The White House has a $118 million plan to improve the lives of women and girls of color.

5 ways Obama is using $118 million to improve the lives of women of color.

The White House unveiled a five-point plan in November aimed at helping women and girls of color.

The plan is part of an effort by the Obama administration to address the unique challenges facing women and girls of color, tackling topics like health care, violence, economic development, criminal justice, and media representation.

For those of us (like myself) who aren't women of color, it's easy to gloss over these challenges — so let's pay attention.


I know some people will be thinking, "Why not just have a summit about the struggles that affect all of us? Why not just all people?"

The answer to that is simple: because we're always talking about all people. If we want to find solutions, and not just platitudes, we need to look at the issues on a closer level.

Here's what the White House hopes to accomplish. It's worth listening to.

Many of these are issues that affect people of all races and genders but which make success particularly difficult for women and girls of color.

Obama senior advisor Valerie Jarrett, shown here in a November 2013 photo, was one of roughly 40 speakers at the summit. Photo by Olivier Douliery-Pool/Getty Images.

1. Address the racial and gender disparities that affect what kind of education our children receive.

One of the biggest issues is how school discipline is handled.
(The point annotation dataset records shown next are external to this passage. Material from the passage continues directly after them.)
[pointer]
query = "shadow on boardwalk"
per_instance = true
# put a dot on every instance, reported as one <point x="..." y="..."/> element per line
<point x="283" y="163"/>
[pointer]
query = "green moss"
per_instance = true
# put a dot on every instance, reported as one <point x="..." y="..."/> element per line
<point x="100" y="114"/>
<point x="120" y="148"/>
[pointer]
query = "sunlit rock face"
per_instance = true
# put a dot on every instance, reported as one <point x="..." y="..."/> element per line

Data shows that girls of color are disproportionately targeted for things like detention and suspension.

"Black girls are suspended at higher rates (12%) than girls of any other race or ethnicity and at higher rates than white boys (6%) and white girls (2%)," reads a statement on the White House's website. "American Indian/Alaska Native girls are also suspended at rates that exceed those of white students."
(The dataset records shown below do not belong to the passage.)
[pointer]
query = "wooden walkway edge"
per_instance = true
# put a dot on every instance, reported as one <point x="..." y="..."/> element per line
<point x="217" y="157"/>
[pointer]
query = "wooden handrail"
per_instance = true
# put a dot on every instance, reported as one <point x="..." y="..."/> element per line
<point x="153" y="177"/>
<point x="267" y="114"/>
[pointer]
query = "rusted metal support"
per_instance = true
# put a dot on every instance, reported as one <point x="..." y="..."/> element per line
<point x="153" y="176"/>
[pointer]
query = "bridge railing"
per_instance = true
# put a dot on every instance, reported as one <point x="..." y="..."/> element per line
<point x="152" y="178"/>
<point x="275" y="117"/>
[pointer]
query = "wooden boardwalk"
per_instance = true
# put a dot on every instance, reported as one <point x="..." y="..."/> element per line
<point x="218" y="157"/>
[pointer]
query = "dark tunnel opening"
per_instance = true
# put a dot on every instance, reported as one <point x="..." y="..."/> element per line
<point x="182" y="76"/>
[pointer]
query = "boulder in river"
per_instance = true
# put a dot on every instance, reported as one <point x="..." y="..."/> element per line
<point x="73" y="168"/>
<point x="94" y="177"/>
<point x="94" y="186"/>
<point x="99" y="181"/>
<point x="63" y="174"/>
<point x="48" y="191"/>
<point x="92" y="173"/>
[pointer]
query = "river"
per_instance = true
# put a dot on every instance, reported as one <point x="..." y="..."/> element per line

How do we address this? Well, one of the suggestions put forward by the Obama administration is additional funding to study the root causes in these disparities. What we do know is that when students aren't in school as the result of suspension or expulsion, they're not learning; when they're not learning, that sets off a whole chain of not-so-great things.

2. Invest in programs to end the school-to-prison pipeline.

"In 2013, black females were nearly three times as likely as their white peers to be referred to juvenile court for a delinquency offense," reads a Department of Juvenile Justice and Delinquency Prevention report.

Last year, the Obama administration released guidelines to support at-risk girls — in particular, to help keep those involved in school discipline or sexual abuse from ending up in prison.


3. Promote diversity in science, technology, engineering, and math (STEM) programs.

In a look at 2012 data on science and engineering degrees, minority women accounted for just 11.2% of bachelor's degrees, 8.2% of master's degrees, and 4.1% of doctorate degrees.


One of the administration's educational goals has been to help spark interest in the sciences at an early age. That's certainly a start to addressing these problems.

4. Provide programs, resources, and education to reduce unplanned teen pregnancies.

Teen pregnancies have been on the decline! Go us! However ... the White House acknowledges that "black and Latina girls remain more than twice as likely as white girls to become pregnant during adolescence." As teen mothers are less likely than their peers to graduate from high school (just half of teen moms graduate by the time they turn 22), this feeds into some of the aforementioned challenges.


While programs like those run in Colorado have been a huge success, the White House's latest move could be just as helpful. The Centers for Disease Control and Prevention will spend $9.75 million to ensure public health centers are up to standards — complete with accurate, comprehensive material surrounding sex ed. Oh, and they made a teen pregnancy prevention app!

5. Address the wage gap in both gender and race.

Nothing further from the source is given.